It’s taken time to understand and recognize, perhaps years if I really think about it, but something amazing happens when you get “shoulder to shoulder” with a loved one.  

In my case, it’s been with either my wife of 25 years or one of our 20-something daughters.  

Conversation and communication unfold with a depth and authenticity that doesn’t happen any other way.  

Living in a house full of lovely women, there’s rarely a lack of conversation. As a mild introvert, I haven’t always been central to the conversation; I was never excluded but neither did I always include myself. Fortunately, that’s changed in a monumental way.

When our daughters became teenagers, my wife and I discovered an openness and honesty our girls conveyed only during our “shoulder to shoulder” runs.  

Something changed as our gaze looked ahead and our breathing became more and more distressed.  

Real stuff started coming out of their mouths, stuff neither of us had heard from them before.  Stuff that mattered: hopes, dreams, fears, concern, you name it, it came out on those runs and they volunteered it!  

I loved, and still do love those runs. I would learn more about my daughter(s) in 30-60 minutes, than in a month’s worth of everyday interactions.  

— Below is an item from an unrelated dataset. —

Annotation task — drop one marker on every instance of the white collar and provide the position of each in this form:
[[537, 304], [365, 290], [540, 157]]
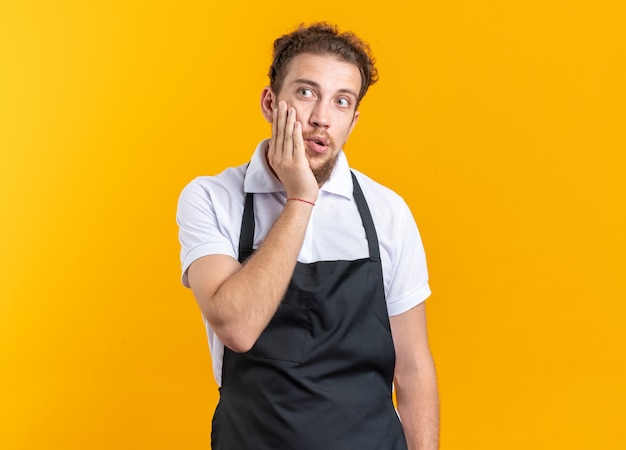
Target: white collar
[[259, 178]]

What was going on, how they felt about it, what should they do: questions they sincerely wanted mom or dad’s advice and opinion on.  It was the opening for real conversation that every teenage parent hopes for. 

Could the same principle hold true when it came to conversations with my wife?  

Without making any direct efforts to apply it, I discovered this to be absolutely true. Evenings spent walking our dog around the neighborhood, have turned into significantly important connection time.  

Over the course of our well-worn route, amazing conversations take place.  All the stuff married couples MUST talk about: kids, jobs, plans, money, and schedules.

We’ve found that we are able to talk and connect at a deep and focused level.  For me, it’s being able to really listen without any household, device or family distraction.  

Just my wife’s words, her tone, her inflection without the eye-to-eye contact.  It enables me to talk, and my wife to listen and respond openly and honestly.

It’s my experience, being “shoulder to shoulder” creates a very safe environment to converse with a loved one.  

In our marriage, intimacy and trust already exist, so gazing forward together has empowered us to be vulnerable, while avoiding the eye contact that might make us feel hesitant to share what’s really on our mind. Eye contact that has, at times, been unintentionally passed and received as judgmental.  

Certainly, I am not saying we don’t or shouldn’t look each other in the eye- that’s critically important.  What I am saying is that walking with your spouse, maybe hand-in-hand, allows a level of authenticity that we might be uncomfortable with when we are face-to-face.

Sometimes the walks are impromptu or one of us will say, “Let’s walk the dog tonight.” Planned or unplanned they have become an amazing way for our family to connect in the deepest and most meaningful way.